A dynamic programming algorithm was then used to find the categorization that maximizes the homogeneity criterion. This data-driven approach ensures that procedures in the same category will be as similar as possible with respect to their estimated mortality risk.
To determine the number of categories, we evaluated the performance of different categorizations consisting of 2 to 20 categories. Performance was assessed internally based on 2 criteria. First, we evaluated the internal homogeneity of the categories using the criterion described in Appendix 2. Second, we assessed the discrimination of the categories as predictors of mortality. Discrimination was quantified by the area under the receiver operating characteristic curve (also known as the C-index).

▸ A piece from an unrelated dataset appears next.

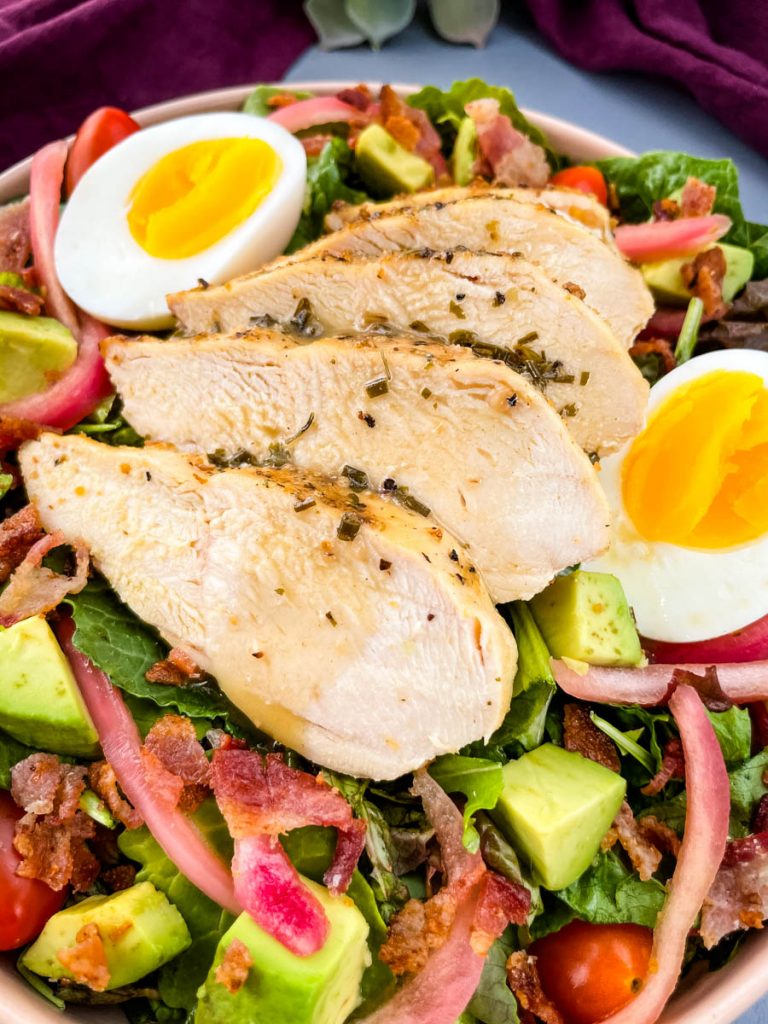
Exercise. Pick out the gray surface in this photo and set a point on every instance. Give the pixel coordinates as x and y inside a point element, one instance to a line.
<point>629,109</point>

The C-index is interpreted as the probability that a randomly selected patient who died was considered to be higher risk than a randomly selected patient who survived. The C-index generally ranges from 0.5 to 1.0, with 0.5 representing no discrimination (ie, a coin flip) and 1.0 representing perfect discrimination.
Models Combining Scores and Categories With Patient-Level Risk Factors
Two logistic regression models were developed to illustrate the utility of modeling the proposed scores and categories together with patient-level risk factors. The first model included the STS–EACTS score (modeled as a continuous variable) plus 3 patient-level factors: age, weight, and preoperative length of stay. To allow for possible nonlinear effects, the score and the square of the score were both entered in the model. Age and weight were modeled jointly by converting them into a single categorical variable with 7 levels (see Results). Preoperative length of stay was dichotomized as less than or equal to 2 days versus more than 2 days. The second model was identical but used the STS–EACTS categories (modeled as a set of category indicators) instead of the STS–EACTS score. Additional patient factors, such as comorbidities, were not included because these data were not available to us for the EACTS subset at the time of analysis.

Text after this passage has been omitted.